Yazı: Özhan Öztürk
ANTAR Arap Mitolojisinde 7. Yüzyılda yaşadığına inanılan savaşçı bir ozan ve kültürel bir kahraman olup öyküleri gerçek ile kurgunun karışımıdır.
Antar ile Ablah
Ab kabilesinden Şaddad ile Afrikalı köle kadın Zabiba’nın oğlu olan Antar annesi siyah olduğu için derisinin rengi yüzünden başlangıçta halkı tarafından aşağı görülmekteydi. Daha 10 yaşındayken kabilenin sığırlarına musallat olan bir kurdu, 15 yaşında ise çıplak elleriyle bir aslanı öldüren Antar delikanlılık yaşına geldiğinde kusursuz bir savaşçı olmuştu. Amcasının kızı Abla’ya âşık olmuşsa da iki gencin evliliğine izin verilmeyince Antar kendini ispatlamak için Kuzey krallıklarından özel develer getirmiş ya da düşman kabilelere kan kusturmak gibi olağanüstü işler başarmıştır. Antar’ın en önemli macerası İbla (Ablah) adlı güzel kızla evlenebilmek uğruna çıktığı ve Hıristiyan toprakları dâhil tüm Akdeniz bölgesine egemen olup, Roma imparatoru ile tanıştığı seferdir. El- Asmai (MS 739–831) tarafından yazıya geçirilen Sirat Antar adlı destanda Antar ideal bir Bedevi şefi olarak tasvir edilmekte, derisine hiçbir silahın işlemediği, Djamy adlı büyülü bir kılıcı kullanan ve Abjer adlı olağanüstü güzellikte bir ata binen onurlu, cesur ve cömert bir insan olduğu kaydedilmektedir. Bazıları sonradan eklenmiş 40 kadar öykünün kahramanı olan Bedevi Antar, Avrupa’da tanınmamaktaysa da öyküleri bazı yazarlarca İslam dünyasının Kral Arthur’u denilecek denli önemsenmiştir.
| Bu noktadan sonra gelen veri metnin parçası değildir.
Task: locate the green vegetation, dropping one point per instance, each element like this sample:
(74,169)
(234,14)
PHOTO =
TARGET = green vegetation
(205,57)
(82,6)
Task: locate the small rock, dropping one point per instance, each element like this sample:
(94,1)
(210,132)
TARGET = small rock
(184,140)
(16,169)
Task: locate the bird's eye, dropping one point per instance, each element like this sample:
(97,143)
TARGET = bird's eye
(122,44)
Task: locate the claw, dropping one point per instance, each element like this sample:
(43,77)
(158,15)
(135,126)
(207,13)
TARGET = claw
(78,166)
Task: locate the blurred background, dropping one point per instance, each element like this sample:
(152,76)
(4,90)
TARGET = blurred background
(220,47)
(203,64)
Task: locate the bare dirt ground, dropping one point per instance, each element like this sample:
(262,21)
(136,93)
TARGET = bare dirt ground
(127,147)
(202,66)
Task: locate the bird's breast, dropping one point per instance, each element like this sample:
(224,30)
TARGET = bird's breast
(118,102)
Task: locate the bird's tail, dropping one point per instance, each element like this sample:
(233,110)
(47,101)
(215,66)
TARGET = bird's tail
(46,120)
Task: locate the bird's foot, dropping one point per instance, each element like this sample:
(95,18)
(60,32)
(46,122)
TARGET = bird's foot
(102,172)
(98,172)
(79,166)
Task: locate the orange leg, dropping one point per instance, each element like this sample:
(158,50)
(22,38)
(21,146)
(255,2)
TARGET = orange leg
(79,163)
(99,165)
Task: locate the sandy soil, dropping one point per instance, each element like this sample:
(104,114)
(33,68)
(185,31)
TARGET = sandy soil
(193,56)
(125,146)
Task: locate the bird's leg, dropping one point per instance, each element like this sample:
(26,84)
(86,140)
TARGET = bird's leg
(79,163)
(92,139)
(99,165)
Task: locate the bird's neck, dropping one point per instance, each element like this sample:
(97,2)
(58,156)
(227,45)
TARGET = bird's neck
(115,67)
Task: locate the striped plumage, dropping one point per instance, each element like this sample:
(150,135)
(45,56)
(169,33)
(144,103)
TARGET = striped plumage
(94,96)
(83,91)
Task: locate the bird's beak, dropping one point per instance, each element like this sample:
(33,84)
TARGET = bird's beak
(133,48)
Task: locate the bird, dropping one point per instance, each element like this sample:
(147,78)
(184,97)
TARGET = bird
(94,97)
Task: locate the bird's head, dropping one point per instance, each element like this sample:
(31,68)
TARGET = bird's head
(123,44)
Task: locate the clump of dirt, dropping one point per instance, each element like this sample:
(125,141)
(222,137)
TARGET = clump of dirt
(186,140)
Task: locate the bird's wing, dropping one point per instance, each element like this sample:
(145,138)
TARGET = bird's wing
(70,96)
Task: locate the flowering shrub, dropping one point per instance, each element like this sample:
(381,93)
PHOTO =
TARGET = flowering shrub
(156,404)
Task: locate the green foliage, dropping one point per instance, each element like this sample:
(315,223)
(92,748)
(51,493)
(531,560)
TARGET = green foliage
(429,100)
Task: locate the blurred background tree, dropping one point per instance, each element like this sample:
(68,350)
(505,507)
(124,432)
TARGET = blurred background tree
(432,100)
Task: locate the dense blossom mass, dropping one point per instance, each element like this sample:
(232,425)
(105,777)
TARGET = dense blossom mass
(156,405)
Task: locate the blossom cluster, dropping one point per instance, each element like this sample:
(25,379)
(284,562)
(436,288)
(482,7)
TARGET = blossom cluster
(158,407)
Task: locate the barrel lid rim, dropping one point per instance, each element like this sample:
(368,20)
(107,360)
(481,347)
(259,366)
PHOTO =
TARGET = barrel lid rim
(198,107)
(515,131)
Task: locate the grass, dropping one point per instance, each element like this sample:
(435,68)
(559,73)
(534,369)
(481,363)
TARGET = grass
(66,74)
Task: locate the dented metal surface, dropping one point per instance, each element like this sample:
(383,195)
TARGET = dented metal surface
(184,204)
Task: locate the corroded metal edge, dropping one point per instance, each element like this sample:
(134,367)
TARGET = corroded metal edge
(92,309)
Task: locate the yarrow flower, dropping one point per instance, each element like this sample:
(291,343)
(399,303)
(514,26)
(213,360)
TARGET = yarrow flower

Korsakov’un Antar ve Gülnazar’ı
19. yüzyılda Nikolay Rimsky-Korsakov, 2. senfonisinde Antar adlı 4 bölümlük bir senfonik süit yer almakta olup, kahraman Gülnazar adlı bir periyi kurtararak zafer, kudret ve aşkı elde etmektedir. Antar, Gülnazar’a eğer kendisini sevmekten vazgeçerse canını almasını söylemiş, kadın da bir gün adamı endişeli görünce sarılmış, Antar peri kızının kollarında ölmüştür.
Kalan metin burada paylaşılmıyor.